Des lubrifiants à base de tensioactif sont utilisés dans la procédure d’excavation par les tunneliers à pressions de terre (EPB). Ils permettent de fluidifier la structure du sol et d’éviter ainsi le collage de l’argile sur la tête de coupe. Les sols excavés sont généralement classés comme déchets et stockés en zones de dépôt. Une réutilisation de ce type de sol dépend de leur état après l’excavation et leurs évolutions au cours du temps. Les agents moussants se caractérisent par un vieillissement qui se traduit par une évolution de l’état physique de la mousse. Le but de cette étude est d’analyser le vieillissement d’un mousse liquide à base de tensio-actif CLB F5TM mélangée avec un sol sableux argileux. Des essais de suivi de l’évolution du volume de la mousse au cours du temps montrent une dégradation rapide des bulles qui le constituent.
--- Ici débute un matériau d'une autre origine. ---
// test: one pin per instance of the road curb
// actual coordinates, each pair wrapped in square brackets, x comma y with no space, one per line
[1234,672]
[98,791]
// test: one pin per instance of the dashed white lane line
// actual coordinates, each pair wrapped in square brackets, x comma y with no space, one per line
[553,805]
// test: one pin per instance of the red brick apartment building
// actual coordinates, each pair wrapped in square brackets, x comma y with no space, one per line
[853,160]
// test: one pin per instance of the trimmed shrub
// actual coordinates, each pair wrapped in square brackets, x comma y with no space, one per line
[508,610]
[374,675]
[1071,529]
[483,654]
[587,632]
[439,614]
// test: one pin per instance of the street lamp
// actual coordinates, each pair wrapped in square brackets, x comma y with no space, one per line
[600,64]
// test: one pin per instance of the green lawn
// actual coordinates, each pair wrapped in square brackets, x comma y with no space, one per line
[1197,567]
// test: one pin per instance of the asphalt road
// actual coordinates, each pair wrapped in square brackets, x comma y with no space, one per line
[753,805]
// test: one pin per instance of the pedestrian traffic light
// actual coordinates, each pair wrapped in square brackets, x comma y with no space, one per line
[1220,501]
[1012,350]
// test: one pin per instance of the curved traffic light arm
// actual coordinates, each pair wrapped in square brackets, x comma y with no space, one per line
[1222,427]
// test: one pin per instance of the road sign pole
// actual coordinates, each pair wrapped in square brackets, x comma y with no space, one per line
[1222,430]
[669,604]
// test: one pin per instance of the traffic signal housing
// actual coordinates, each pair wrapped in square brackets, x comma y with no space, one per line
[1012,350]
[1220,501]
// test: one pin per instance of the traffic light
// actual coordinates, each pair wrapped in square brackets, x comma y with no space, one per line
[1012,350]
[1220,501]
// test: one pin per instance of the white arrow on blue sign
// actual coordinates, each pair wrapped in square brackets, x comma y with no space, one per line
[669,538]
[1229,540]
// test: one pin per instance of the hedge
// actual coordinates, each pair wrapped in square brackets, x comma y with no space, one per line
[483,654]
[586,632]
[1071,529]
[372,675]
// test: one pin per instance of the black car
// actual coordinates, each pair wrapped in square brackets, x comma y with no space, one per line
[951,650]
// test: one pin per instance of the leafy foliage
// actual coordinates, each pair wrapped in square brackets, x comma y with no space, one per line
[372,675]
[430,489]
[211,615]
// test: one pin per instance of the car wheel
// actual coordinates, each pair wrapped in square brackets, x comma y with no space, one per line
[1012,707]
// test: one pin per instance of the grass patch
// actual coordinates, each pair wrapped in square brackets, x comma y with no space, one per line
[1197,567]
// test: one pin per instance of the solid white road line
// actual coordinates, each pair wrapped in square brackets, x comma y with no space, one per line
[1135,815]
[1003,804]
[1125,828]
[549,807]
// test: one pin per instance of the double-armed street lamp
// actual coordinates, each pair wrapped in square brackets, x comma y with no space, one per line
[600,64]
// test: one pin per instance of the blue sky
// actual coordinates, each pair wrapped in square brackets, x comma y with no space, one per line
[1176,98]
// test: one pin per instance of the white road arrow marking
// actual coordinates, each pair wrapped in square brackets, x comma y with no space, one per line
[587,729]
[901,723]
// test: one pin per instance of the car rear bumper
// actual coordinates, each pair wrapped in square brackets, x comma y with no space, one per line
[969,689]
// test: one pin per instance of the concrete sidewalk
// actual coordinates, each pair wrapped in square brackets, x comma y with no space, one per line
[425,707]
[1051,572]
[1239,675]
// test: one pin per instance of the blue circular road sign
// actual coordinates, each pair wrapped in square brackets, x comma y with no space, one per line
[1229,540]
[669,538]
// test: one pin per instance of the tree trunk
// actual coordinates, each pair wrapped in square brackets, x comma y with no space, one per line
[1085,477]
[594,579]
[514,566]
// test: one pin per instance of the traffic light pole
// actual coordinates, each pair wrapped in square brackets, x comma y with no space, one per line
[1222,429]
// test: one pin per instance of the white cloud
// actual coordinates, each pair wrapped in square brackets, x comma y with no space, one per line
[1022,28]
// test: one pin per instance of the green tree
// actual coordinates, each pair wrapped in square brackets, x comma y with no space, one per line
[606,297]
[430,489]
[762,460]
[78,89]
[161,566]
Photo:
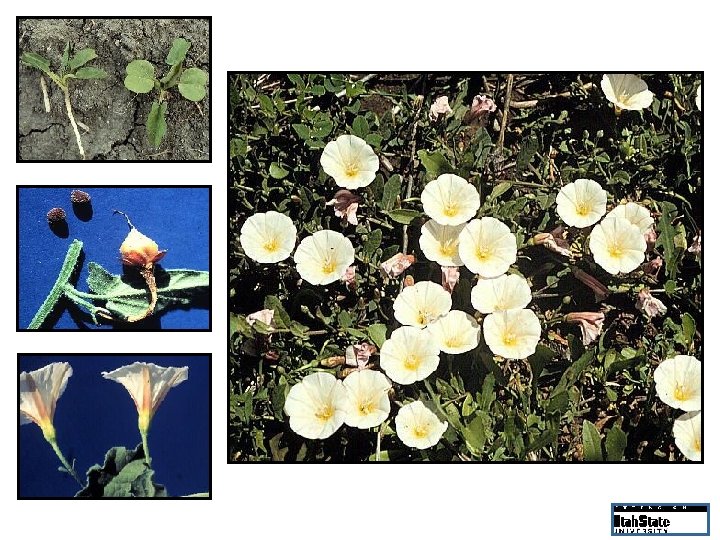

La dégradation physique de la mousse dans le sol prend plus de temps comparée à la mousse à l’air libre grâce à la protection des bulles dans le milieu poreux. Un essai de drainage sur colonne a été effectué afin d’identifier l’évolution de la mousse dans le mélange à travers son effet sur la pression interstitielle. Ces essais montrent que la présence de la mousse dans le sol favorise le phénomène de drainage comparé au drainage sur sol propre.

Abstract

Lubricants are used in the excavation procedure by earth pressure tunneling machines (EPBs). They help to fluidize the soil structure and thus prevent the clay from sticking to the cutting head. Excavated soil is classified as waste and stored in the disposal area. Reuse of this type of soil depends on their state after excavation and their evolution over time. To identify and understand the physical and mechanical evolution of excavated soil, a first step is to analyze physical evolution of foam on the soil. The foaming agents are characterized by aging which results in a physical modification of the foam. The aim of this study is to analyze the aging of CLB F5TM surfactant based liquid foam mixed with clayey sandy soil. The evolution of the volume of the foam over time shows a rapid degradation of the bubbles that constitute it. The physical degradation of the foam in the soil takes more time compared to the foam in the open cell thanks to the protection of bubbles by porous media. A column drainage test was performed to identify the evolution of the foam in the mixture through its effect on interstitial pressure. These tests show that the presence of the foam in the mixture promotes the drainage phenomenon compared to the case of unconditioned soil.

Entrées d'index

Mots-clés : tunneliers, mousse, vieillissement, essai colonne

Keywords: tunneling, foam, aging, column test

Texte intégral

Introduction

Les machines EPB (Earth Pressure Balance Machine) sont destinées à creuser dans les sols fins argileux. Pendant le creusement des sols argileux par ce type de tunneliers, des problèmes de collage de l’argile sur l’outil se produisent. Des additifs sous forme de tensio-actif sont généralement utilisés pour résoudre ces problèmes. Les mousses produites à partir de ces tensio-actifs sont composées d’une dispersion de bulles d’air dans une solution liquide. Ces additifs permettent d’atténuer les inconvénients des boues lourdes. Ils confèrent aux déblais une fluidité qui améliore leur évacuation ainsi que leur imperméabilité à l'eau (Peila et al., 2016 ; Langmaack, 2000 ; Langmaack and Feng, 2005).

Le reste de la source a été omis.